The idea I'm working with is to simply include matches that will hit on the following format: field_name like '* AIN *'.So basically only include matches that have a space before and after the keyword to limit the number of false positives appearing in the result set.
I have tried writing a SQL query that will normalize the data so that all other characters that appear (".","!","?","#", etc...) will be replaced with a space character (i.e. " AIN!" would be replace(field_name,"!"," ") = " AIN ") with the idea that this should only include words containing only the keyword. In attempting to run my very long nested replace statement in the query, I am receiving the "Query Too Complex" message. Nested replace is as follows:
UCASE(REPLACE(REPLACE(REPLACE(REPLACE(REPLACE(REPLACE(REPLACE(REPLACE(REPLACE(REPLACE(REPLACE(REPLACE(REPLACE(REPLACE(REPLACE(REPLACE(REPLACE(REPLACE(REPLACE(REPLACE(REPLACE(REPLACE(REPLACE(REPLACE(REPLACE(REPLACE(REPLACE(REPLACE(REPLACE(REPLACE(REPLACE(REPLACE(REPLACE(a.REF_CONTENT_NM,chr(13)," "),chr(10)," "),"`"," "),"~"," "),"!"," "),"@"," "),"#"," "),"$"," "),"%"," "),"^"," "),"&"," "),"*"," "),"("," "),")"," "),"-"," "),"_"," "),"="," "),"+"," "),"["," "),"{"," "),"]"," "),"}"," "),";"," "),":"," "),","," "),"<"," "),"."," "),">"," "),"/"," "),"?"," "),"\"," "),"|"," "),""""," ")) like "* AIN *"

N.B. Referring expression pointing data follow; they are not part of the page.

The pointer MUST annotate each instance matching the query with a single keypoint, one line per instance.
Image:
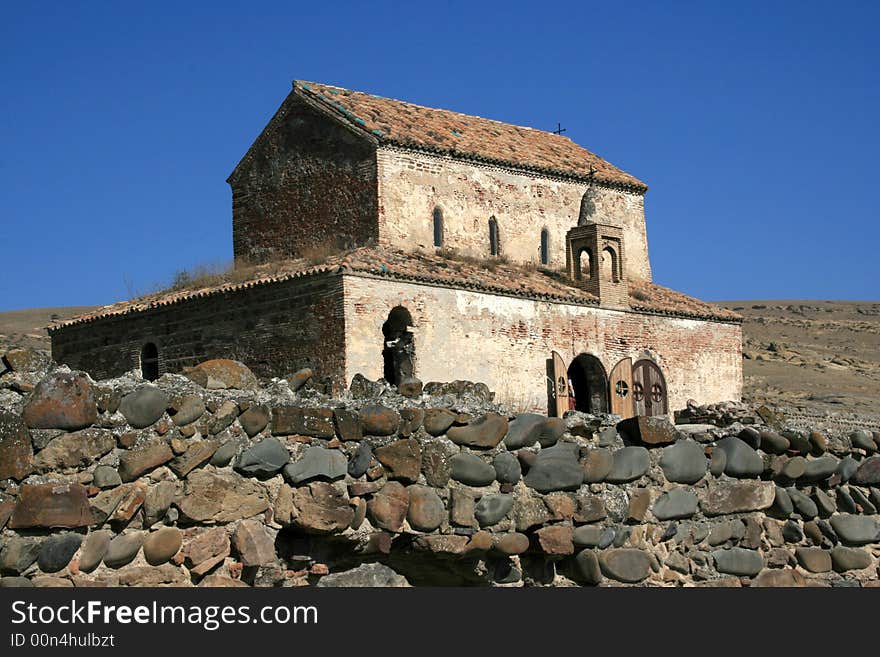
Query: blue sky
(753, 123)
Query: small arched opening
(588, 383)
(398, 350)
(610, 265)
(150, 362)
(438, 227)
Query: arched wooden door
(621, 389)
(649, 389)
(557, 386)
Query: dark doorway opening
(398, 351)
(150, 362)
(589, 384)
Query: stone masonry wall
(308, 184)
(505, 341)
(124, 483)
(276, 328)
(411, 185)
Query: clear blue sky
(753, 123)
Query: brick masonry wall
(411, 185)
(307, 182)
(275, 329)
(505, 341)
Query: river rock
(144, 406)
(629, 464)
(844, 559)
(94, 550)
(742, 460)
(530, 428)
(684, 462)
(556, 468)
(597, 465)
(471, 470)
(738, 561)
(16, 451)
(374, 575)
(868, 473)
(725, 497)
(317, 462)
(402, 459)
(161, 545)
(485, 432)
(123, 549)
(378, 420)
(492, 508)
(426, 511)
(222, 374)
(389, 506)
(856, 530)
(674, 504)
(57, 551)
(625, 565)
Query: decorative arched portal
(589, 384)
(650, 396)
(150, 362)
(398, 350)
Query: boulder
(485, 432)
(426, 511)
(254, 544)
(492, 509)
(265, 458)
(162, 545)
(530, 428)
(556, 468)
(625, 565)
(222, 374)
(144, 406)
(16, 452)
(684, 462)
(651, 431)
(378, 420)
(61, 400)
(742, 460)
(373, 575)
(629, 464)
(471, 470)
(51, 505)
(322, 508)
(402, 459)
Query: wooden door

I believe that a workaround would be to create a custom function that could be referenced in the SQL statement, but I am not entirely sure of how to accomplish this. So essentially, I am looking for guidance on how to evaluate a solution of how to normalize the text like the above nested replace statement in Access without running into the "Query Too Complex message". I feel like there is a simple solution that I am just not seeing here, so guidance would be tremendously appreciated!